Viel Erfolg und beste Grüße Dr. Münter
Frage
Als ambulanter Pflegedienst wurden wir mit folgendem Therapievorschlag eines Arztes konfrontiert:
Diagnose laut Verordnung: ulcus Cruris linker Knöchel, koronare Herzkrankheit, HOPS, Raynaud-Syndrom.
Behandlungspflege: Wundverband mit Flammazinesalbe, täglich
Als Indikationen sind uns sonst nur Verbrennungen / Verbrühungen bekannt. Bitte teilen Sie uns Ihre Einschätzung mit.
Antwort
Die Verwendung von Arzneimittel außerhalb Ihrer Zulassung wird als Off-Label-Use bezeichnet und ist rechtlich nur in Fällen zulässig, wo die Standardtherapien versagt haben, Gefahr für Leib und Leben besteht oder die Zulassung auf Grund existierender Studien bald zu erwarten ist. Im Regelfall zahlen Kassen den Off-Label-Use nicht (s. Anlage). In dem von Ihnen geschilderten Fall werden Wunden eines Patienten mit Flammazine behandelt. Dieses Lokalantibiotikum hat in Deutschland nur die Zulassung zur Behandlung von Verbrennungen und Verbrühungen.
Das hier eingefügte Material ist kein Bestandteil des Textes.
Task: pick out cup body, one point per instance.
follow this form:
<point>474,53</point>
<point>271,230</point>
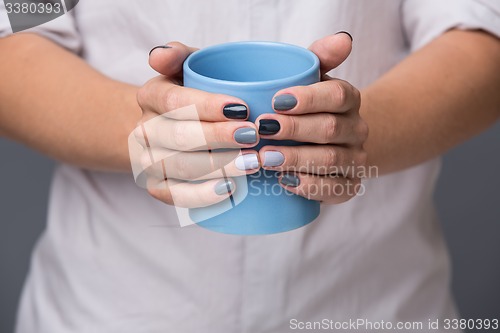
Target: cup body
<point>254,72</point>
Folgende Schlussfolgerungen sind für mich zu ziehen:
Der behandelnde Arzt missbraucht offensichtlich seine Therapieverantwortung und behandelt ohne Not (es gibt ausreichende Alternativen) im Off-Label-Use.
Sie dürfen als Pflegedienst diese Therapieanweisung nicht ausführen (Mitverantwortung) sondern haben hier zu remonstrieren. Sie sollten zeitgemäße Alternativen zu der angeordneten Therapie empfehlen (bei infizierten Wunden Polyhexanid, Octenidin oder PVP-Jod, bei nichtinfizierten Wunden feuchte Wundauflagen), das Hauptaugenmerk sollte der Wundursache und der nötigen Kausaltherapie gelten, bei Therapieresistenz ist ggf. ein dermatologisches Gutachten zu empfehlen. Ggf. ist die Information von Angehörigen zu empfehlen. Der Patient kann auf Nachfrage an einen anderen Wundbehandler empfohlen werden.
In der Anlage finden Sie zur besseren Kommunikation die Konsensusempfehlung zur Wundantiseptik (am Ende die Negativliste, Silbersulfadiazin ist obsolet), die Negativliste des Wundzentrums Hamburg e.V. (siehe Standards).